The results of the study were very positive. The average participant saw a decrease of over 50% in the frequency of their migraines and 40% reported positive results of the medical marijuana in helping their migraines. Over 10% stated that their migraines were completely gone while consuming medicinal marijuana.

It should be noted that in the study, the most profound positive effects were found by people who inhaled marijuana (either via a marijuana cigarette or through an e-cigarette or vape). People who used edibles saw more negative effects than those who consumed it in other ways. This is believed to be due to the timing and potency of the dose. https://www.ncbi.nlm.nih.gov/pubmed/26749285

More studies need to be performed on the effects of CBD on migraines. However the healing properties that CBD has been proven to have, combined with the ways that migraines occur, then it can be said that CBD can be an effective tool in combating migraines.

A migraine is considered a neurovascular disorder.
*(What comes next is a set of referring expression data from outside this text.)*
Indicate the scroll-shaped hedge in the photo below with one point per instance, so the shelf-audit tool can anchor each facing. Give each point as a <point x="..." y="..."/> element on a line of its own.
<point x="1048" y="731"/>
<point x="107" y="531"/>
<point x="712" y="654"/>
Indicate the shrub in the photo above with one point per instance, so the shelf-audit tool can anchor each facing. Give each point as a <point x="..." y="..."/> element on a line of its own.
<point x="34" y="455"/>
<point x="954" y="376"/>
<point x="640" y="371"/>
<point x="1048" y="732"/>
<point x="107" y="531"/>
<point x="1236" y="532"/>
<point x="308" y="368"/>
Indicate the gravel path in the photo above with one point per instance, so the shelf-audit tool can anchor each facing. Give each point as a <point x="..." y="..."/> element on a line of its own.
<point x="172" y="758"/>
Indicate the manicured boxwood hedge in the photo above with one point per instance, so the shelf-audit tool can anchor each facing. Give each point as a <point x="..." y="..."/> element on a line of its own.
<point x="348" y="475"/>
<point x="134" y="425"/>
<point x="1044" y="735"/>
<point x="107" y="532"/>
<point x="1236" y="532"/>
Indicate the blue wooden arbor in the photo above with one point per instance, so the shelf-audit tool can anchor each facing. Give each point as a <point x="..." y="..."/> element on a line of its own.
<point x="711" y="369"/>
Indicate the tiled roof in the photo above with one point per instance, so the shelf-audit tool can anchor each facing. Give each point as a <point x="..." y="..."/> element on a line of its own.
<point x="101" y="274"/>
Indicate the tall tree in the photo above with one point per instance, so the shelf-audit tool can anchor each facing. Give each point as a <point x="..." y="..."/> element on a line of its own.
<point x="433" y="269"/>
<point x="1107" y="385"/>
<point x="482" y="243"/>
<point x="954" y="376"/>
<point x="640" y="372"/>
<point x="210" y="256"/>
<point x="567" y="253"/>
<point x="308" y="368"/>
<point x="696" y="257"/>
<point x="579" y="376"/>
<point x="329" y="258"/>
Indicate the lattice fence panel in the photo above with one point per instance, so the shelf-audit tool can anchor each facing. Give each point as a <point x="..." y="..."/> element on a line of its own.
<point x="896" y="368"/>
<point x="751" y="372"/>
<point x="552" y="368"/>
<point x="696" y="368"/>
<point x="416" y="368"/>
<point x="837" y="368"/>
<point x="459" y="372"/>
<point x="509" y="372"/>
Migraines are believed to start in the brain and spread to the blood vessels. From there it is believed to trigger neurons in the cerebral cortex and the brainstem, which is part of the central nervous system.

CBD has been found to have the following properties:

  • Analgesic
  • Anti-anxiety
  • Antibacterial
  • Antidepressant
  • Antifungal
  • Anti-inflammatory
  • Anti-psychotic
  • Neuroprotective

The analgesic, the antidepressant, the anti-inflammatory, and the neuroprotective properties of CBD could all work together to not just relieve the pain that a person suffers but to protect and prevent future reoccurrences.

A study from Brazil in 2014, titled Antidepressant-like and anxiolytic-like effects of cannabidiol: a chemical compound of Cannabis sativa addresses the use of CBD and neuroreceptors. Specifically, the neuroreceptors named 5-HT1A. This is commonly known as a serotonin receptor. One theory regarding the cause of migraines involves a lack of serotonin. This study showed that high concentrations of CBD activated this receptor. https://www.ncbi.nlm.nih.gov/pubmed/24923339

In another study “CBD was observed to stimulate hippocampal neurogenesis. Neuroprotective effects of CBD in hypoxic-ischemic brain damage model involve adenosine A2 receptors. CBD activation of adenosine receptors can enhance adenosine signaling to mediate anti-inflammatory and immunosuppressive effects.” (https://www.ncbi.nlm.nih.gov/pmc/articles/PMC5938896/)


Because the cause of migraines can’t be determined, many people go years without effective treatment. Many are told to take acetaminophen or ibuprofen to ward off the pain. Some may be given prescriptions that include opiates to help with the pain. These may only provide a modicum of relief for migraine sufferers.

Others may try holistic remedies such as peppermint oil, acupuncture, acupressure, lavender oil, or changes in diet. In many cases, these only give minor relief.

CBD provides the anti-inflammatory, analgesic, and neuroprotective properties that are required in alleviating headaches and migraines.  While more testing is needed, the evidence thus far is showing that CBD is effective in treating migraine suffers.